Along with having to deal with issues about multi-sport student-athletes, schools will have to deal with the possibility of coaches who coach more than one sport.
“We may have a few of our assistant coaches who might have some issues doing multiple sports at the same time,” Hamilton said. “But as far as our head coaches go, I don’t think we will have anybody who will have to give up something to coach something else.”
Central cross country coach David Ladehoff is excited to get the season started on time, especially because his team’s hard work during the summer won’t go to waste.
“We’re really excited about the news …,” Ladehoff said. “It’s awesome that the fitness that we are in over the summer will carry over in our sport season where these other students are going to have to see if the winter sports can carry them through the spring.”

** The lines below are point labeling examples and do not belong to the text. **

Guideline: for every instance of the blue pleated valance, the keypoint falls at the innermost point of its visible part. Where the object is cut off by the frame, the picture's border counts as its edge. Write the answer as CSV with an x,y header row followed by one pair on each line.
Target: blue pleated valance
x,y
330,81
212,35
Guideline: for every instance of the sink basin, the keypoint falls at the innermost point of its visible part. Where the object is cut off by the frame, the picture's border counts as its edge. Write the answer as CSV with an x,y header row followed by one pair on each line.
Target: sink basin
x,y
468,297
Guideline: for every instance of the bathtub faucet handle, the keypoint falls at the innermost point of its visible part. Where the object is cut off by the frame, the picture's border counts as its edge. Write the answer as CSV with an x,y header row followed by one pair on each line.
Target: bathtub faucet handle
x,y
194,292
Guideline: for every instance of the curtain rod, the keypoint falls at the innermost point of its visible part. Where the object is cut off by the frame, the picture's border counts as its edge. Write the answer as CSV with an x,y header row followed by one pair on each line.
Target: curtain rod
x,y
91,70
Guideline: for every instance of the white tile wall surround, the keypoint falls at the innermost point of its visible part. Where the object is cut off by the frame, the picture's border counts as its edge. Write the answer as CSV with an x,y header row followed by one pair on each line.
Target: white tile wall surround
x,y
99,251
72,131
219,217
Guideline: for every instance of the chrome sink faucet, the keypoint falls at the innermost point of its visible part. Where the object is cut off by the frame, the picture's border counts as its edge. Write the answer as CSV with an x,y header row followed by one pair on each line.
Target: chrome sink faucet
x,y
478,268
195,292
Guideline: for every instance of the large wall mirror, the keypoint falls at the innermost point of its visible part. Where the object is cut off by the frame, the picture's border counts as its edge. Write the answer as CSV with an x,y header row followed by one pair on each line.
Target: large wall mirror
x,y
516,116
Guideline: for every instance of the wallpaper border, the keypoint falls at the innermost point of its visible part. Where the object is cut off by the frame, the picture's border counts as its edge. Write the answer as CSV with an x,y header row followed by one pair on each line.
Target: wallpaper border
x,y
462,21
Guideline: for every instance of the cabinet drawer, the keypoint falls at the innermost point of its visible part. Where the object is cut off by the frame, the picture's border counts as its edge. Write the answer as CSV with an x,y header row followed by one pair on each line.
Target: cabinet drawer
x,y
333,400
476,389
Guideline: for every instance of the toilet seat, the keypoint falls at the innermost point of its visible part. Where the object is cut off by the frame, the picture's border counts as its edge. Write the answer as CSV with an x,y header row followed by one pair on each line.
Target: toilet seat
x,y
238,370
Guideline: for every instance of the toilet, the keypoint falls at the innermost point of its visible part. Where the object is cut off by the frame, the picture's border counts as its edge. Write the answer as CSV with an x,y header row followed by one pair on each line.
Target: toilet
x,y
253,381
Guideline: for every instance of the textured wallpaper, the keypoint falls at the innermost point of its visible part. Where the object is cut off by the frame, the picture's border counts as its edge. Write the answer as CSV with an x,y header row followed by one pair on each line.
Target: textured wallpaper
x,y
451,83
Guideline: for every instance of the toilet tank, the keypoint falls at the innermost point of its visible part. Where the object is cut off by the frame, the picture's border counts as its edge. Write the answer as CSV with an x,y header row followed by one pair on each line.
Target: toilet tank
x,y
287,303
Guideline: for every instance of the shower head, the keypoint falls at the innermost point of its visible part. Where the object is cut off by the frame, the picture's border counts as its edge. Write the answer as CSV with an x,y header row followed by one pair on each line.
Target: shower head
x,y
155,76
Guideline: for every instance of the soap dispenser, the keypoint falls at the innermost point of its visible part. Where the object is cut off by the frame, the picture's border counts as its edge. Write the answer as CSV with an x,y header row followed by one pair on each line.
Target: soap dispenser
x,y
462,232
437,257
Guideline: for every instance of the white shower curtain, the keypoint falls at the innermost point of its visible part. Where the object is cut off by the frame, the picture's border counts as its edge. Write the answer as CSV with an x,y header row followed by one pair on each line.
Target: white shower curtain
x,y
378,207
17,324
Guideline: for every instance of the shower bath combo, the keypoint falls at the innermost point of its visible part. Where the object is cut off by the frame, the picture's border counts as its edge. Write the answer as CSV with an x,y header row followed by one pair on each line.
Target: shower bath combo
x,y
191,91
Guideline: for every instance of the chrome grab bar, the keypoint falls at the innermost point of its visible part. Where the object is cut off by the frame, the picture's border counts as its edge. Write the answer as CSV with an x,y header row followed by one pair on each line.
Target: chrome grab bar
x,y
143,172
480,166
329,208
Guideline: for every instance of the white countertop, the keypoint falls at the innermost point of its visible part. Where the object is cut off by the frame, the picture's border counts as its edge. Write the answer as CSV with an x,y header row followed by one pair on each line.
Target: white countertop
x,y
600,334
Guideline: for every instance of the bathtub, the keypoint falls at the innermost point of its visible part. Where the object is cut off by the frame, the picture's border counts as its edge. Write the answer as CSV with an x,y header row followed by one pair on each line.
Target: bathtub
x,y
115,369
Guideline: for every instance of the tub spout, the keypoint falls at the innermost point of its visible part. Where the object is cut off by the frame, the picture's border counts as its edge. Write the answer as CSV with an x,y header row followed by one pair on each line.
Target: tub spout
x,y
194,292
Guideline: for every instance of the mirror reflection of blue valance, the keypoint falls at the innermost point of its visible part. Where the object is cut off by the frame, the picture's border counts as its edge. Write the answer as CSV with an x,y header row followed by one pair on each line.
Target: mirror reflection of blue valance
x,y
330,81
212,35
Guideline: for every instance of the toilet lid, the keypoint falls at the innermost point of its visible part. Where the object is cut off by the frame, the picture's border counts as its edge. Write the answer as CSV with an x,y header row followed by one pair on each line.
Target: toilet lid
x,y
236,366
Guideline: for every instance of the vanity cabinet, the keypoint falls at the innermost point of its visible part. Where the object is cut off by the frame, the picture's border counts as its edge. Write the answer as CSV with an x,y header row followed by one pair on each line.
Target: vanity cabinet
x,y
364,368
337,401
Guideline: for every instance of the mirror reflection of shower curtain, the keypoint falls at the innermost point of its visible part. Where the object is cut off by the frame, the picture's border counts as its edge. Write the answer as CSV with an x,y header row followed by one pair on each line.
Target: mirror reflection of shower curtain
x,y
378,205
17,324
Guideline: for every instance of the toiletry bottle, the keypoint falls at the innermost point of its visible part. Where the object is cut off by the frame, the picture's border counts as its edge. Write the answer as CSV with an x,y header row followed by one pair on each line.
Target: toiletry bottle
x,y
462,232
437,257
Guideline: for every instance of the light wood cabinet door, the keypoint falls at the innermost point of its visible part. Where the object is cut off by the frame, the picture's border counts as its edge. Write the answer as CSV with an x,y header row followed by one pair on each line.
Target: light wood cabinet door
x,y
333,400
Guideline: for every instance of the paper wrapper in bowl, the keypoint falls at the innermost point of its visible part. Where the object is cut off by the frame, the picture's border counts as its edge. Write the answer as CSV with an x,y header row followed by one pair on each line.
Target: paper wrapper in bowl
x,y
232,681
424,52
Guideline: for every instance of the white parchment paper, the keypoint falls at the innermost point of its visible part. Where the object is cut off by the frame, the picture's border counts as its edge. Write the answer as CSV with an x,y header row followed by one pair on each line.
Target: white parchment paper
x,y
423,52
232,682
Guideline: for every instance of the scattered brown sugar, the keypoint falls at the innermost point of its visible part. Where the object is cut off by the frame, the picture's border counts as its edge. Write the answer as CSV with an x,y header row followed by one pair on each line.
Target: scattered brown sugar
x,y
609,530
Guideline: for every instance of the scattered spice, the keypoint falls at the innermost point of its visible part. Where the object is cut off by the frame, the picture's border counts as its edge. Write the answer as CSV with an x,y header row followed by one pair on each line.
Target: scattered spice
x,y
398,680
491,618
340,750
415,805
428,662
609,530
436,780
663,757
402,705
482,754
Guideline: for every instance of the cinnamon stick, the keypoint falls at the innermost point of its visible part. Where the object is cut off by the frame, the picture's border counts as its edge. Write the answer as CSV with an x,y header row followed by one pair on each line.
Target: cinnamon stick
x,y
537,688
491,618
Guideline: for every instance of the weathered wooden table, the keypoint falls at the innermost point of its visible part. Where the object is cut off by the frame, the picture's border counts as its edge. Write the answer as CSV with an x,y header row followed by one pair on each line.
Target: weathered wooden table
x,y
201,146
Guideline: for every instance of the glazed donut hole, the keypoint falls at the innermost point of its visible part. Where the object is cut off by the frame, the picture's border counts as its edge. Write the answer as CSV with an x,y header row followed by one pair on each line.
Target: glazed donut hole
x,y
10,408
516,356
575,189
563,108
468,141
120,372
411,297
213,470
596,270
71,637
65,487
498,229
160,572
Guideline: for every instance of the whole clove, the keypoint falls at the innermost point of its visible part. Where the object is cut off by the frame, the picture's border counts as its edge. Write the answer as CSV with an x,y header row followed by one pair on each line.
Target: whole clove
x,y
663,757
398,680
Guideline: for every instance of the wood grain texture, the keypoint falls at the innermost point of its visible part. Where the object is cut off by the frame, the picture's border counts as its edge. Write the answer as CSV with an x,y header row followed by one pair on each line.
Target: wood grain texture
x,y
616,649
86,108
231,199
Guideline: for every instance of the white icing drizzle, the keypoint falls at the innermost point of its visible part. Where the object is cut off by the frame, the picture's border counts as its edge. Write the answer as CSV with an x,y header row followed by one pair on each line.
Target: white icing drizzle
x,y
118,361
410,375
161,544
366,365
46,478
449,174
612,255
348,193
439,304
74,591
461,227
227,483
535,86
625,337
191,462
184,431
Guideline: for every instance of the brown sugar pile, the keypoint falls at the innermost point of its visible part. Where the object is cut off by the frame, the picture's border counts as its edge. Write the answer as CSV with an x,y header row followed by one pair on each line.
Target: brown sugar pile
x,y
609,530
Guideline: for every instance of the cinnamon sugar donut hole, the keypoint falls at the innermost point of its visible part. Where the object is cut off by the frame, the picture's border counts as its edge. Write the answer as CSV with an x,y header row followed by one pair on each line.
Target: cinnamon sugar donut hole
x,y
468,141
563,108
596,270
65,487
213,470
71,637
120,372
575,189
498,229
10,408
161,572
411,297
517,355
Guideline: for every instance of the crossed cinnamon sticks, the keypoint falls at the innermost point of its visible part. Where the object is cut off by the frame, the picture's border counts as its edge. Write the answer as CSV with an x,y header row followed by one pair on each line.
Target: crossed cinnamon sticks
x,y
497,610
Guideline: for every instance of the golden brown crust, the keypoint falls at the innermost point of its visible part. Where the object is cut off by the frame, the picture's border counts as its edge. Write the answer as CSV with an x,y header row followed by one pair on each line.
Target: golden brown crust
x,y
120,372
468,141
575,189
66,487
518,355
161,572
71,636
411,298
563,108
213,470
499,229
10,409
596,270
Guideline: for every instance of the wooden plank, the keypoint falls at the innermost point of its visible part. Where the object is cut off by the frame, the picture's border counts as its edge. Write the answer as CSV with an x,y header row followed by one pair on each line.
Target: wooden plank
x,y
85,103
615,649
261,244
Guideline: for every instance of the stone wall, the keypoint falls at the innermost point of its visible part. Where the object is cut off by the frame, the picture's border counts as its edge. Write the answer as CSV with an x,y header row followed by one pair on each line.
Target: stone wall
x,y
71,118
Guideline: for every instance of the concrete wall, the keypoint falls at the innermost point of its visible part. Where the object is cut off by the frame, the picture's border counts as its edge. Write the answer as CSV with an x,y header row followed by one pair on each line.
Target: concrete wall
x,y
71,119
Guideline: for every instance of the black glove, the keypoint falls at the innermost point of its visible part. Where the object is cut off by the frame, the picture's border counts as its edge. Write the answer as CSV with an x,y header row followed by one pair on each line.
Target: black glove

Ladehoff doesn’t expect many things to change for his squad this season. He recognizes how much distancing cross country already has during a typical season, so he’s not too concerned with any regulations his team might face. Some traditional large invites won’t happen this year, and participants per team could be cut down, but some cross country is better than no cross country.
“Other than probably not being able to run as a team in an event, things will kind of remain the same,” Ladehoff said. “With practices and stuff, we are not going to meet the 50 people cap, so that type of stuff won’t really affect us.”
His only real worry about this year’s season is his team might not really get the chance to run as one come event time.
“If we are going to cap ways in a race situation, it’s going to be really hard if we’re used to big events,” Ladehoff said. “If you can only send 50 people out at a time, it’s going to be really hard for us to have guys who are about the same pace and quality run together.”
Now that boys soccer is part of the new-look spring, girls soccer was one of the sports, along with baseball, softball, track and field, lacrosse, boys volleyball and boys tennis, to move to a summer season that begins May 3 and will end June 26.
Manteno soccer coach Justin Emerson is one of several area coaches who serves as head coach for both the boys and girls teams. The adjustment of going from one season right into another is a challenge Emerson, and many others, are embracing with open arms.
“While coaching both the boys and girls seasons back-to-back will be a new challenge, I actually think it will be good for my girls program,” Emerson said. “We’ll be fresh off the boys season and can hopefully bring things we’ve learned as coaches from the past season and implement those into our girls program.”
As for the changes, Emerson and his boys team aren’t the most excited to wait until the spring, but similar to everyone else, all that matters is they will have a chance to play.
“Obviously, we’re disappointed we won’t be playing in the fall, but more importantly, we’re excited the IHSA has given us a platform to have the chance to play in the spring,” Emerson said. “The boys are going to have some challenges preparing to play in the early spring, but I think more than anything, they’ll be up for the challenge to get the shot to get back to the pitch.”